Nuclear pore exclusively mediate all the transport that take place between nucleus and cytoplasm. These pores are made up of protein called Nups and these Nups play critical regulatory roles in nucelo-cytoplasmic transport. 

We are exploring the importance of Nups during development utilizing Drosophila melanogaster as model organism. We are investigating functions of the dELYS and the Nup107-160 complex in organismal growth and development through biochemical and genetic interventions. dELYS play critical roles in Drosophila development through regulation of Dorsal pathway. In particular, we are dissecting out dELYS function in hematopoeitic development and Nup107 complex role in neuronal development and signaling.

Nups are known to be dysregulated in cancer. Overexpression of Nup88 is like a biomarker for cancer. Nup88 expression works along with Nup62 to induce pro-inflammatory, pro-growth, and anti-apoptotic pathways to cause cancer. Nup88 interaction with Nup214 also helps in mediating the cancerous consequences. Post-translational modification (PTM) also exerts regulatory control over Nup function. Further, how Nups function in the immune cells with highly variable nuclear size when activated is unknown. 

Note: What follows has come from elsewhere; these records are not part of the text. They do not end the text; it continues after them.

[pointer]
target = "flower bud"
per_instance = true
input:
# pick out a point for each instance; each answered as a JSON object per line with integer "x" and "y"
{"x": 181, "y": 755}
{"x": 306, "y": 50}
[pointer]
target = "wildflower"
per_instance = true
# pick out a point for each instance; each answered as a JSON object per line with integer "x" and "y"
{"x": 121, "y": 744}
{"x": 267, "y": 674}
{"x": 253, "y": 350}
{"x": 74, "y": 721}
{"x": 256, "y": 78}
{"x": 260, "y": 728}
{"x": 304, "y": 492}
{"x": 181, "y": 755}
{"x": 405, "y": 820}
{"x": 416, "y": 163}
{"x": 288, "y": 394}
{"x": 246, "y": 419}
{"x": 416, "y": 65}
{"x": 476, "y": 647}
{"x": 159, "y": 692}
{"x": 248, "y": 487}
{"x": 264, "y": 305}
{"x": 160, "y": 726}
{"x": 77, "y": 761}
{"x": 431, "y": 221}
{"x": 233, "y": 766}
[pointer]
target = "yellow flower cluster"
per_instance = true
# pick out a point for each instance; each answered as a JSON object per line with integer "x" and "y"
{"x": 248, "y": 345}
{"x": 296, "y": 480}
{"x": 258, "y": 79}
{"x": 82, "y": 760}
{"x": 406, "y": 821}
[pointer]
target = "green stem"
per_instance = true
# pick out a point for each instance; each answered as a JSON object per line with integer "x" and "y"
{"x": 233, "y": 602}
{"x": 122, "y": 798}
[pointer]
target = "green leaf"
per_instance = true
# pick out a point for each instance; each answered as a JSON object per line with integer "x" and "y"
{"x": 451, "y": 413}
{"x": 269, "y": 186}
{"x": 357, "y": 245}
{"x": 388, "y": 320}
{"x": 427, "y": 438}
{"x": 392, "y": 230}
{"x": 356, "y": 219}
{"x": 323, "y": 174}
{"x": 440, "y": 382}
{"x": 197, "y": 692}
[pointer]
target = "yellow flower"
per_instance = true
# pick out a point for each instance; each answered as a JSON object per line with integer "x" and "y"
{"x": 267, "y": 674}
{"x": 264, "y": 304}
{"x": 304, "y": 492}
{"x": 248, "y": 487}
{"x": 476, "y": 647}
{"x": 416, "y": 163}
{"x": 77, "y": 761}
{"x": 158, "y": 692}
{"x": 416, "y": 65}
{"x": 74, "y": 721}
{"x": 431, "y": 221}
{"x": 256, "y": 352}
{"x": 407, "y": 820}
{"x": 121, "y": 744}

Biochemical and cell biological analysis of Nup62/Nup88/Nup214 cancer and immune cell activation is being actively pursued. How these nuclear pore proteins help regulate cell division by mediating nucleo-cytoplasmic transport is a piece of puzzle that we are trying to put together.

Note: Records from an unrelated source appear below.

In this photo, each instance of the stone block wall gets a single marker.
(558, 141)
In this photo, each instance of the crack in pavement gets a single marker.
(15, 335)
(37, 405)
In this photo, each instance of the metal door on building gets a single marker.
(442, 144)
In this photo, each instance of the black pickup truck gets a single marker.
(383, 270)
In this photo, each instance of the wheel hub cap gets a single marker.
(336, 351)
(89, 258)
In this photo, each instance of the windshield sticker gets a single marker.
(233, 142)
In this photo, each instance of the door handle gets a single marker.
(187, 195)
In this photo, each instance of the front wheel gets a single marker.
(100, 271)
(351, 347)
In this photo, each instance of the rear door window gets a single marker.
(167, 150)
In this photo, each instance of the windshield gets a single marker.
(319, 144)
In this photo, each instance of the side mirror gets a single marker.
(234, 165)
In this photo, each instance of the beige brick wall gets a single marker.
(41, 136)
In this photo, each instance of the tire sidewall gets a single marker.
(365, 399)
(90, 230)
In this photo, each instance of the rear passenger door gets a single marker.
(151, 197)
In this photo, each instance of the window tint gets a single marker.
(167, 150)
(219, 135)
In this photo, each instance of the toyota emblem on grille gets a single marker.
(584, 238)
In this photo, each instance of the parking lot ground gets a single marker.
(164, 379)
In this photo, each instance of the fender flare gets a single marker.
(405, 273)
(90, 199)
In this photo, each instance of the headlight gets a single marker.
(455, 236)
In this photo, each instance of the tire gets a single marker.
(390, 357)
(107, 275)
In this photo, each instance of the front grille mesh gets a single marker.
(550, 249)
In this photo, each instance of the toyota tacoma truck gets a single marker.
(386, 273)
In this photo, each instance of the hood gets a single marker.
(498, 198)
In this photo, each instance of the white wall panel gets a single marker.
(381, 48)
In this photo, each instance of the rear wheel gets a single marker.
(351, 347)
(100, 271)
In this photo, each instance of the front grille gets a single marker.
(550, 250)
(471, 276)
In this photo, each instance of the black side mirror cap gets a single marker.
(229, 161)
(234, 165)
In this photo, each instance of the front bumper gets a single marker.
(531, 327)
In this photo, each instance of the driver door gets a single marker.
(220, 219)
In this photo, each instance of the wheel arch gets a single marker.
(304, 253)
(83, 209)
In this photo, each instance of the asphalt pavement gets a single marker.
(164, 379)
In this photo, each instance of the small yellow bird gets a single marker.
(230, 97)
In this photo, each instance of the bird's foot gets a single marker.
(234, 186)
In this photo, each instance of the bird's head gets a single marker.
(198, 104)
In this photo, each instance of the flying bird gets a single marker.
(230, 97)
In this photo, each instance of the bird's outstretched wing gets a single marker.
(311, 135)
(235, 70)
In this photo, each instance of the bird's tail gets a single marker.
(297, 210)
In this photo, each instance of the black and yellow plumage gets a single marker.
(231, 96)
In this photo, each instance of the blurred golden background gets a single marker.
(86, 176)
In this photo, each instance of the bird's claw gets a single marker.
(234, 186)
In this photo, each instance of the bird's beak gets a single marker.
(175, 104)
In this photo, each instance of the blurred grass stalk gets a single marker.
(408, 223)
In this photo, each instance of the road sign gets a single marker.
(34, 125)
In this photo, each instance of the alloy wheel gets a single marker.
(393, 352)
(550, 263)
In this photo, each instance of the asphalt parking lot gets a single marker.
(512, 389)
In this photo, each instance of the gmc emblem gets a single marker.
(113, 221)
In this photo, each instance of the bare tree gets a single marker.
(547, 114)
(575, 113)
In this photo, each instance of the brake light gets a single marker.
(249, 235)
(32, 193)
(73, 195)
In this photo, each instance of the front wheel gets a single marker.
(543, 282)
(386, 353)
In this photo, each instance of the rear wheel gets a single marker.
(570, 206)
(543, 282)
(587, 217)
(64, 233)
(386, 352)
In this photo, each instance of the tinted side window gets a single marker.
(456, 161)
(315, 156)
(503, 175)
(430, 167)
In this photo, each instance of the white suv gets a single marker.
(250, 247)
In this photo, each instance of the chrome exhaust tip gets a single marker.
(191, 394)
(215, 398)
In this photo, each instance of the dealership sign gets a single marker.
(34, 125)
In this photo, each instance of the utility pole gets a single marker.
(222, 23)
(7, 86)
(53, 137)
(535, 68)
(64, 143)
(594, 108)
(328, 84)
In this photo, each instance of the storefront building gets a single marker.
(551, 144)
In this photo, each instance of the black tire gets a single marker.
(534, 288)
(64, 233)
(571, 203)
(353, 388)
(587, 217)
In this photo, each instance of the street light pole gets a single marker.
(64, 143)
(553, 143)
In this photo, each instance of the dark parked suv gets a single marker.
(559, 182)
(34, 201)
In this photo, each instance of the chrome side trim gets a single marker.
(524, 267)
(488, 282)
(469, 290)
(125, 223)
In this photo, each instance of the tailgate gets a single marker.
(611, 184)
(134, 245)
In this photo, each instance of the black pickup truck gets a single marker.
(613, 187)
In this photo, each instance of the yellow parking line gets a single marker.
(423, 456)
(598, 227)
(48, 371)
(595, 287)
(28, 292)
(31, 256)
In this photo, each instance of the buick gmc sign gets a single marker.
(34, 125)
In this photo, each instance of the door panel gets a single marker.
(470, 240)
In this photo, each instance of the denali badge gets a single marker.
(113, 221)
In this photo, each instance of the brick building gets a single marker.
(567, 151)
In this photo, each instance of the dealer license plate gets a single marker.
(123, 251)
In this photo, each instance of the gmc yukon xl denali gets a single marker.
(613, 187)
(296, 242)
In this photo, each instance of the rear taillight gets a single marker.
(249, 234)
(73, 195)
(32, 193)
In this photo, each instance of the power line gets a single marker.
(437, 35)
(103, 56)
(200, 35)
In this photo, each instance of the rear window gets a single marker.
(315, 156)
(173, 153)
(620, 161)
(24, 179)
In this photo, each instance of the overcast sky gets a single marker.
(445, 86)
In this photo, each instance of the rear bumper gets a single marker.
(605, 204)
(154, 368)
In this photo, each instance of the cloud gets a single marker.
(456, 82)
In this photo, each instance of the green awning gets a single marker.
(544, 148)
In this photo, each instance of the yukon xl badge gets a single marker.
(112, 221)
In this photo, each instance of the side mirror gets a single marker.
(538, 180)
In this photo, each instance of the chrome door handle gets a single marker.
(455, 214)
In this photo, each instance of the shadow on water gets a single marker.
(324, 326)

SUMOylation of cytoskeletal proteins and their binders has been identified from different proteomic studies. Of particular interest to the lab is Actin binding proteins (ABPs) and their SUMOylation. The focus of the project is currently on ABPs Coronin, Cofilin, and Profilin SUMOylation.

We are developing an understanding of how SUMOylation ABPs contribute to the microfilament dynamics. More specifically, we wish to understand how the SUMOylation and consequently the microfilament dynamics contribute to diseases, including the neurodegenerative diseases like Amyotrophic Lateral Sclerosis (ALS). We deploy protein biochemistry and cell biological imaging-based analysis to develop the understanding. 

Several methods have described in greater details for the labeling of proteins for academic and therapeutics purposes. However, most of them are not precise in term of labeling proteins uniquely. Proteins modified using the Linchpin Directed modification (LDM) and other related chemical toolboxes available with Dr. Vishal Rai's group in the Chemistry Department, IISER Bhopal, we are involved in the precise in vitro and in cellula labeling and characterization of proteins.